To date there is no indication for performing routinely a genetic test in patients with a diagnosis of myocarditis. Genetic testing might be considered in the presence of clinical “red flags” that should be carefully and systematically evaluated (see Table 1), and in persistent LV dysfunction or malignant arrhythmias during follow-up. In all cases, when a pathogenic variant in non-immunity genes coding for structural proteins whose defects trigger heritable cardiomyopathies is identified, clinical and genetical family screening is mandatory [31].
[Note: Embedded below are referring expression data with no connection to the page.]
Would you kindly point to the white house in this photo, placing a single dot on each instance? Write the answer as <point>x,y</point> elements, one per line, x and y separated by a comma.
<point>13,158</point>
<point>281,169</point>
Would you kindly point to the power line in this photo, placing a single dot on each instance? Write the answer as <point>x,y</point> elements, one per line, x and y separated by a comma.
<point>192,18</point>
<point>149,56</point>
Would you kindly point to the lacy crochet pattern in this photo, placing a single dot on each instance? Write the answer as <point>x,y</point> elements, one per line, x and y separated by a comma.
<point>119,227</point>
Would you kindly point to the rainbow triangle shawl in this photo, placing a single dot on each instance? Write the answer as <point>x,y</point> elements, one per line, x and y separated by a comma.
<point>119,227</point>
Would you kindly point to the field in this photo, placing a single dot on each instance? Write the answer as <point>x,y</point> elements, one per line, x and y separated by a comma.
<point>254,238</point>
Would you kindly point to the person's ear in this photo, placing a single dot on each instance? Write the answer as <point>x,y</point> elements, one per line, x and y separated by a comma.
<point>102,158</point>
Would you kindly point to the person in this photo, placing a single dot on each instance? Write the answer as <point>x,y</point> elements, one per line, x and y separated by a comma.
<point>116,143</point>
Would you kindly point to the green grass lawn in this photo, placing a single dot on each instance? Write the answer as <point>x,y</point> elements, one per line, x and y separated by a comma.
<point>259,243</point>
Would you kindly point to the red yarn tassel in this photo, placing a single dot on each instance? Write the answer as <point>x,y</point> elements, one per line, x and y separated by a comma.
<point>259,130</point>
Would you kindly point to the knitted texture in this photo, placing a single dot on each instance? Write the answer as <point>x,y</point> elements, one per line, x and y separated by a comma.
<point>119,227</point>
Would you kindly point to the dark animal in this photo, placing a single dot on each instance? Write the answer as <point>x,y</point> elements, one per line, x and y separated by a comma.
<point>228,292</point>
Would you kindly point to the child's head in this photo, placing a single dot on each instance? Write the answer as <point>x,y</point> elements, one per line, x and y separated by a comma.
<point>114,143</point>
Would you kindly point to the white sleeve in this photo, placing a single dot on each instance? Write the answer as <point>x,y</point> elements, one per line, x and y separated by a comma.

Table 1 Clinical red flags suggesting genetic testing in patients with myocarditis


In conclusion, there are growing evidences on the role of genetics both in the susceptibility and evolution of myocarditis, especially in patients presenting with severe LV dysfunction and evolution to DCM. However, these evidences need further future confirmation through multicenter focused studies based on larger populations, before being validated in daily clinical practice. Furthermore, many aspects in the genetics of myocarditis remain uncovered. In particular, data are lacking in patients with intermediate-low-risk syndromes, with chronic myocarditis and in patients with high arrhythmic burden. Therefore, future efforts should focus on filling these gaps, in order to better characterize all patients with myocarditis, paving the way to a more and more individualized and risk-tailored approach.